Mais, l’accès aux médias traditionnels et numériques, ainsi qu’aux réseaux sociaux, n’était pas exclusif à l’équipe de Northvolt. Les gouvernements du Québec et du Canada, les municipalités de Saint-Basile-le-Grand et de McMasterville, et de nombreux opposants ont sauté dans la mêlée – chacun se préoccupant de son positionnement et de ses intérêts.

Résultat depuis un an : un bruit médiatique gigantesque, teinté de doute et de négativisme.

Plus de 20 000 mentions de Northvolt en un an dans les médias québécois ! Plusieurs enjeux ont été abordés, la plupart négatifs pour l’entreprise. Source du contenu du visuel : Cision

 

2. « On va vous arranger ça ! »

Rappelez-vous l’arrivée avec éclat de Northvolt en Montérégie. Les premiers ministres François Legault et Justin Trudeau étaient excités par cet investissement de sept milliards $ – le plus important du secteur privé de l’histoire du Québec.

La conférence de presse annonçant l’implantation était à peine terminée qu’un message a été martelé, martelé et encore martelé, notamment par l’entreprise et le ministre Pierre Fitzgibbon : « Il faut faire vite, vite, vite ! ».

La lune de miel fut de courte durée… puisque, graduellement, une notion de doute s’est installée : est-ce que les règles liées à l’environnement seront scrupuleusement respectées par Northvolt, ou… redessinées sur mesure par le gouvernement Legault et son « super ministre » ?

Ce doute a fait en sorte que la couverture médiatique de Northvolt a été passablement teintée par ce que disait, faisait, ne disait pas et ne faisait pas le gouvernement du Québec.

Deux ministres – l’un à Ottawa, l’autre à Québec – ont été les principaux porte-parole de leur gouvernement respectif dans le dossier Northvolt. M. Fitzgibbon a quitté la vie politique le 3 septembre dernier. Source du contenu du visuel : Cision

Pour un certain nombre de fonctionnaires en environnement frustrés par la situation, c’était plus que des doutes. Il y a des faits qui les irritaient. Rouspéter contre le gouvernement Legault autour de la machine à café n’a pas suffi. Des notes ont été rédigées – les écrits laissent des traces, c’est connu – et des discussions sur Teams ont eu lieu.

 

3. L’acceptabilité sociale s’est imposée

Jusqu’à aujourd’hui, la notion d’acceptabilité sociale a dominé.

Population du Québec : 1, Northvolt : 0.

Différents groupes de pression de tonalités différentes – dont le Comité action citoyenne projet Northvolt, Rage climatique et Greenpeace – se sont exprimés régulièrement sur les réseaux sociaux et dans les médias traditionnels et numériques.

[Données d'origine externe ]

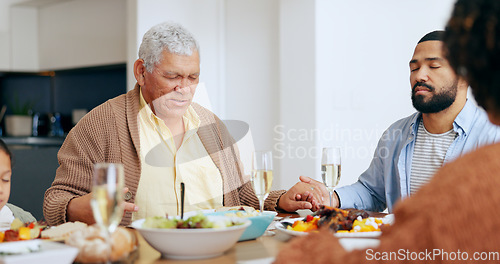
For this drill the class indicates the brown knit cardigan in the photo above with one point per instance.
(110, 133)
(457, 211)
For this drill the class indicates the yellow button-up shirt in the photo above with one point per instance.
(164, 167)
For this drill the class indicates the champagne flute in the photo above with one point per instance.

Très souvent, leurs interventions ont nourri les journalistes, faisant l’objet d’une couverture médiatique importante. Et, le doute entretenu à l’égard de Northvolt vient grandement de là : l’écart entre l’intérêt public – qui nécessite du temps pour une étude du B.A.P.E., notamment – et une urgence d’agir.

De nos jours, « Faire vite, vite, vite ! » entre en collision avec la notion grandissante d’acceptabilité sociale.

Page d’accueil du Comité action citoyenne sur Facebook. Source du visuel : Comité action citoyenne

Quoi faire lorsque l’on vit un déficit de réputation ?

De plus en plus, nos clients osent faire mesurer leur déficit de réputation. Ça fait mal… et ça demande une bonne dose d’humilité…

Mais, affronter un déficit de réputation de face, comme un vent puissant, permet de le résoudre de la bonne façon, et plus rapidement.

L’ère du « pifomètre » est terminée. C’est avec des données quantitatives et qualitatives, de même qu’une expertise externe, que les stratèges en affaires publiques parviennent à redresser graduellement des situations de déficit de réputation.